La scelta di concentrarsi prima sull’uomo e poi sul genio musicale, dunque, è stata chiara a Cooper fin dall’inizio (come egli stesso ha dichiarato). Eppure, al contempo, ciò ha indubbiamente contribuito a far perdere di mordente l’intero lungometraggio, bruciando tutte le numerose potenzialità che un personaggio come quello di Bernstein aveva da offrire e rendendo questo biopic che più che al Leone d’Oro sembra guardare con cupidigia nuovamente all’Oscar (chissà, magari, questa volta, proprio per lo stesso Cooper che, malgrado le pecche del film, nei panni del compositore si è rivelato convincente ed estremamente somigliante), simile ai numerosi altri biopic del genere che vengono prodotti copiosamente da ormai diversi anni a questa parte e che, con il passare del tempo, tendono pericolosamente a confondersi l’un l’altro.

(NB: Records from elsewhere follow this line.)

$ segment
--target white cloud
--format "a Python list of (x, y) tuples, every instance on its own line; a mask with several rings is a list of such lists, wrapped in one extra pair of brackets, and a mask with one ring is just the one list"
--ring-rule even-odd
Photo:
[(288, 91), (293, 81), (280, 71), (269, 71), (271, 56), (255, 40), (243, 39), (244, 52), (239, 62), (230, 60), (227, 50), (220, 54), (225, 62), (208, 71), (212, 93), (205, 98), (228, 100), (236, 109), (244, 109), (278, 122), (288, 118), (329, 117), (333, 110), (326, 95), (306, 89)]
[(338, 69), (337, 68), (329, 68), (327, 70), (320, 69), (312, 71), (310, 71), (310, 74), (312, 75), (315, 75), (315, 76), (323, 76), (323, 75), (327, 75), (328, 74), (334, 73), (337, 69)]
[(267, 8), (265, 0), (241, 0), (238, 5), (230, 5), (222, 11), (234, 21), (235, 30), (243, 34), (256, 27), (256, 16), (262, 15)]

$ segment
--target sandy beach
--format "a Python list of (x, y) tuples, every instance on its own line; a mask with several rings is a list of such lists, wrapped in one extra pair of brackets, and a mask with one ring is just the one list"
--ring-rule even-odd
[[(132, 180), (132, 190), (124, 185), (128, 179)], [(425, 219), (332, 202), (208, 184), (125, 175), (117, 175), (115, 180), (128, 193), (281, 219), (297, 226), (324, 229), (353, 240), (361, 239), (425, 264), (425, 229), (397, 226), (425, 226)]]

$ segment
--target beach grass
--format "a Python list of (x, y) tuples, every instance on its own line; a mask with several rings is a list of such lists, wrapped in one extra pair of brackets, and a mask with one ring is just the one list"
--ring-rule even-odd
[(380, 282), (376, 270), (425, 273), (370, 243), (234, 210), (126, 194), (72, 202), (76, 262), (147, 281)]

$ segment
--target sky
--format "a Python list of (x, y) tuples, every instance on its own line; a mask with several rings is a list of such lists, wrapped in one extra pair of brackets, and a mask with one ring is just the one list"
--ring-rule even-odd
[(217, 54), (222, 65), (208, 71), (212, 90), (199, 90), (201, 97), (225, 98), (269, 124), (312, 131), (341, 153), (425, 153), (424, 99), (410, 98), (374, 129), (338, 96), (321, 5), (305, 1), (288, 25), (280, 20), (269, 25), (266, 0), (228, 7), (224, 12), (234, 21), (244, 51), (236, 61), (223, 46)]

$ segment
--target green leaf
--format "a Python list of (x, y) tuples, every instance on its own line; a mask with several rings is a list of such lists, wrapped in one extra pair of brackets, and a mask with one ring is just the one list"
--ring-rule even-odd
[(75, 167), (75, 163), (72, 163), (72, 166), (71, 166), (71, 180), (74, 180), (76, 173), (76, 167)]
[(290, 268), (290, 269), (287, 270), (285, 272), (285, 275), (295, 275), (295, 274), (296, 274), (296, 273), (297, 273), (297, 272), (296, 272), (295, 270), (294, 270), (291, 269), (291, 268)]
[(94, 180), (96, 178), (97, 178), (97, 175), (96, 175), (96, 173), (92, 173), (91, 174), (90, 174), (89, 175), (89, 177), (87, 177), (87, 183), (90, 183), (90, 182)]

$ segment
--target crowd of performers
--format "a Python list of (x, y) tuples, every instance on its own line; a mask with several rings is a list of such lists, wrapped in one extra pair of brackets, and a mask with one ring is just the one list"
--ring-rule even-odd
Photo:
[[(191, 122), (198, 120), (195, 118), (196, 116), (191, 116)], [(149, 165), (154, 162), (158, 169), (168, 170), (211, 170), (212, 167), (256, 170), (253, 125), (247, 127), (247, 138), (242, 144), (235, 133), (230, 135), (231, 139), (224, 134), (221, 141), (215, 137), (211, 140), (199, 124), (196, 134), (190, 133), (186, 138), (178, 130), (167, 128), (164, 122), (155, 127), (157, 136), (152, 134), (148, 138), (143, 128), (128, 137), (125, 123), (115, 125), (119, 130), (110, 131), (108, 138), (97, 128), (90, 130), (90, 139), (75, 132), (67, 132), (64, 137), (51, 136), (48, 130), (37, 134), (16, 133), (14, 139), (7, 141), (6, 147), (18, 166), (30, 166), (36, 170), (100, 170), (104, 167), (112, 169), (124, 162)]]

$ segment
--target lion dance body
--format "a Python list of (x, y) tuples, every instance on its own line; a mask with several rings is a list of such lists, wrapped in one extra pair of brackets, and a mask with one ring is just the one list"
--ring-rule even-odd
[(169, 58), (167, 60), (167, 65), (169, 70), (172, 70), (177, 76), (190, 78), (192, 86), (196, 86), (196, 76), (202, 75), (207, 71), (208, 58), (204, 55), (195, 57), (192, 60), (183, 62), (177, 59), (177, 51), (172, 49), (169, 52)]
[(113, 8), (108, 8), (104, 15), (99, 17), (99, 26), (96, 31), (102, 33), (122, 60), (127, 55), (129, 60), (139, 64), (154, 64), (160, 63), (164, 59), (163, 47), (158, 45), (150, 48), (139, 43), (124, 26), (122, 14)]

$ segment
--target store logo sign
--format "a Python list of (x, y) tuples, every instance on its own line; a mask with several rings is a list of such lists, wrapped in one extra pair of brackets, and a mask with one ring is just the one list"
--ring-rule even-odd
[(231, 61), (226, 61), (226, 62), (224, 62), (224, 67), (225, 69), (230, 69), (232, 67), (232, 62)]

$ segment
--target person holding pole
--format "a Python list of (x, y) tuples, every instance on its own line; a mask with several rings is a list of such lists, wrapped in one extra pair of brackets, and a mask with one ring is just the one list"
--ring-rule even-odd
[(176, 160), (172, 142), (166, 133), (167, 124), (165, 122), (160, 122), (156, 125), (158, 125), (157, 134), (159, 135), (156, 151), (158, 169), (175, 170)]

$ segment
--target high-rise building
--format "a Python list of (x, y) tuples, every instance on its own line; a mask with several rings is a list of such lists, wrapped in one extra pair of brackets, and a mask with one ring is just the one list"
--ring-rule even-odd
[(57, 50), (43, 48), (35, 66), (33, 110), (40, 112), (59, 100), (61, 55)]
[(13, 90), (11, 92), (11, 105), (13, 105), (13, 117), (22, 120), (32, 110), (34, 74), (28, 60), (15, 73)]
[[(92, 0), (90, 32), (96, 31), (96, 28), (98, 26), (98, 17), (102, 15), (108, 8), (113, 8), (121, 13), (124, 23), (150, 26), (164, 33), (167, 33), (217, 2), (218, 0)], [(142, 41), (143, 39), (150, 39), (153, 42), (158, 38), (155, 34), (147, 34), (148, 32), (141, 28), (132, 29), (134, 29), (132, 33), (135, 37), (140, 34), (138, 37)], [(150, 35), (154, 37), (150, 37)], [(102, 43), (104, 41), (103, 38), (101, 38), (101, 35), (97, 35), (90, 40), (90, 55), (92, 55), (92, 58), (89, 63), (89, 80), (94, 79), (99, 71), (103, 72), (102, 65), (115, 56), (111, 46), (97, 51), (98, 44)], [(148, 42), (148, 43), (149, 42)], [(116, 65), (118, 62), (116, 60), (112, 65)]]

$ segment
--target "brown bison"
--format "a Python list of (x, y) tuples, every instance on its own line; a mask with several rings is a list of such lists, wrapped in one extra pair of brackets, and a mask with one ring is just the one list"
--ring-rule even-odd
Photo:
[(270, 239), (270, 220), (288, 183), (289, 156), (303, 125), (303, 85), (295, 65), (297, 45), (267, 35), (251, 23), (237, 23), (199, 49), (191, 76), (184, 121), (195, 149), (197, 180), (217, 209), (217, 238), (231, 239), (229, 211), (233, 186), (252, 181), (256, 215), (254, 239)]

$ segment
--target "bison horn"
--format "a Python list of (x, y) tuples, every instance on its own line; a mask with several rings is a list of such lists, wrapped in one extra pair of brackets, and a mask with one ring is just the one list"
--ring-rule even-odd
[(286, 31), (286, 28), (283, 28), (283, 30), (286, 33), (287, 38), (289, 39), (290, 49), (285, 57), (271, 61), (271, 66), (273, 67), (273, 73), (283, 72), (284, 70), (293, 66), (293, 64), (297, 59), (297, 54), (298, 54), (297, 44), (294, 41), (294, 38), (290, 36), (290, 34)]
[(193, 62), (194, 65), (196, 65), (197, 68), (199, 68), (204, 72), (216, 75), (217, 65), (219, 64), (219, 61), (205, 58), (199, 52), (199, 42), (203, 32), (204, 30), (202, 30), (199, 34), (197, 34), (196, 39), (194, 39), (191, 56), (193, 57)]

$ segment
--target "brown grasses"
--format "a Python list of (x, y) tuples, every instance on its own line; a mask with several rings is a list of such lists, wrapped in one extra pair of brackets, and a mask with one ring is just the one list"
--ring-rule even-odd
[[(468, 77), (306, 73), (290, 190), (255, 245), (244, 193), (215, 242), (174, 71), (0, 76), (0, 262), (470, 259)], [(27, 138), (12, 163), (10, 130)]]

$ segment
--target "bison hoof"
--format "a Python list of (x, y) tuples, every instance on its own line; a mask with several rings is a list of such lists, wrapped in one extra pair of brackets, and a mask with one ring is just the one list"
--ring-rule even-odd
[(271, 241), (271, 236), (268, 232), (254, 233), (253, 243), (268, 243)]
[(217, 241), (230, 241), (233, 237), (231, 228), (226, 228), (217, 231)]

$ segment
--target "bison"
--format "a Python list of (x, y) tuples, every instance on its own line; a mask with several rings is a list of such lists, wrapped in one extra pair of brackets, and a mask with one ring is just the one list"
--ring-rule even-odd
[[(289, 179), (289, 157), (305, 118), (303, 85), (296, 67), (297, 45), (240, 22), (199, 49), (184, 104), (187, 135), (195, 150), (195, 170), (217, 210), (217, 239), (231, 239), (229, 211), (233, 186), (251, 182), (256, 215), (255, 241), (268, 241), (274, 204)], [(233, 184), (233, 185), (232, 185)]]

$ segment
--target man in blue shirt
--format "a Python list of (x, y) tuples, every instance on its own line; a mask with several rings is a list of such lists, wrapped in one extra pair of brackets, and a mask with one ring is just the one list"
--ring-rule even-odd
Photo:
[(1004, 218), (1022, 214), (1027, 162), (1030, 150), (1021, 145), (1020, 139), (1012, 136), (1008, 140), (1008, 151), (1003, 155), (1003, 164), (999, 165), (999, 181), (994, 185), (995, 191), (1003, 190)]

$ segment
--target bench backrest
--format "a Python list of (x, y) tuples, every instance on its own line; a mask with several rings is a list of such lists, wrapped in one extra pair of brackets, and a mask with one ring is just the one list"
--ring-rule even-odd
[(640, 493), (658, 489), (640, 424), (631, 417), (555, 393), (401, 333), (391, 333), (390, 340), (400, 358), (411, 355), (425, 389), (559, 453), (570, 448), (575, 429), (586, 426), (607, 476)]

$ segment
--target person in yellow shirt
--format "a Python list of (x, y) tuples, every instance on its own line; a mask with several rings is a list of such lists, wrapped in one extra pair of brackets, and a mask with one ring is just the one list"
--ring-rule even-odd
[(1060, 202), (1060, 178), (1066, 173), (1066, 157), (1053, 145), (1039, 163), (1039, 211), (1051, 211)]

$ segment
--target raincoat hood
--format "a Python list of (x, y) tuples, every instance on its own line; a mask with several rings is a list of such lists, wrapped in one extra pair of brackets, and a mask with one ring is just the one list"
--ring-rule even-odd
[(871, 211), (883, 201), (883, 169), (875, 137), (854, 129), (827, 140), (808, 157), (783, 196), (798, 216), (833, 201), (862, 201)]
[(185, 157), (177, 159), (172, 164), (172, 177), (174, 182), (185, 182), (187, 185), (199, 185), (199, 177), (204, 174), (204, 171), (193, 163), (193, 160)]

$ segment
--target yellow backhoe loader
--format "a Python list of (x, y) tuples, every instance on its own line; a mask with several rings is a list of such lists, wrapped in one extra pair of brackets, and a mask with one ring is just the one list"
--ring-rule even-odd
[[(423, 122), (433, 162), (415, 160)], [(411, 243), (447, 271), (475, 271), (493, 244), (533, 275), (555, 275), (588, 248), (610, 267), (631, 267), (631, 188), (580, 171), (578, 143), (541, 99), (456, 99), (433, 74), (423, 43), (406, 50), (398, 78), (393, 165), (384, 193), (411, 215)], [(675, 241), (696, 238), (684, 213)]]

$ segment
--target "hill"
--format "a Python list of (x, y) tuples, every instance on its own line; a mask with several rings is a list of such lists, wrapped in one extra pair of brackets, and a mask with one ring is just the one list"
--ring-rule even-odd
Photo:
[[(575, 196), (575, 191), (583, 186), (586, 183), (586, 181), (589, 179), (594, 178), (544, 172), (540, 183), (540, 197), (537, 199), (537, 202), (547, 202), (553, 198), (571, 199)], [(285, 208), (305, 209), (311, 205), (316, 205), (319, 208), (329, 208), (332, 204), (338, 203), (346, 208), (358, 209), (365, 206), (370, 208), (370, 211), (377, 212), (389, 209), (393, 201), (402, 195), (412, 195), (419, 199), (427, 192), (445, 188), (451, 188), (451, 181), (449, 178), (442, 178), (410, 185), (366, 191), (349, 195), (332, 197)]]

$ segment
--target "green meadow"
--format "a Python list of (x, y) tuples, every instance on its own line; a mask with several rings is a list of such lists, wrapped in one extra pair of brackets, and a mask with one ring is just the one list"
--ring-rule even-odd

Siamo d’accordo: Maestro, nel complesso, non è un film mal riuscito. Al contrario, una regia composta che soltanto nella sequenza iniziale azzarda movimenti di macchina e un montaggio frenetico atti a trasportarci dalla sala cinematografica direttamente nel mondo di Bernstein, insieme a performance attoriali decisamente buone, sono ulteriore prova della padronanza da parte di Cooper del mezzo cinematografico.

Analogamente, la scelta di alternare colore e bianco e nero (quest’ultimo – ahimé – eccessivamente patinato) ha nel complesso contribuito a conferire fluidità ed equilibrio all’intero lungometraggio.

La storia d’amore tra Leonard Bernstein e sua moglie fa dunque (prepotentemente) da protagonista. Eppure, durante la visione di Maestro, sono proprio i momenti in cui Bernstein è all’opera a colpirci maggiormente e a fare la differenza. Bradley Cooper, dal canto suo, sembra quasi aver avuto “paura” di osare, percorrendo il sentiero sicuro della love story travagliata che tanto era piaciuta al pubblico in occasione del suo film precedente.

Peccato. Al termine della visione, di conseguenza, una domanda sorge spontanea: per quanto tempo ci ricorderemo di questa sua personale versione della vita di Leonard Bernstein?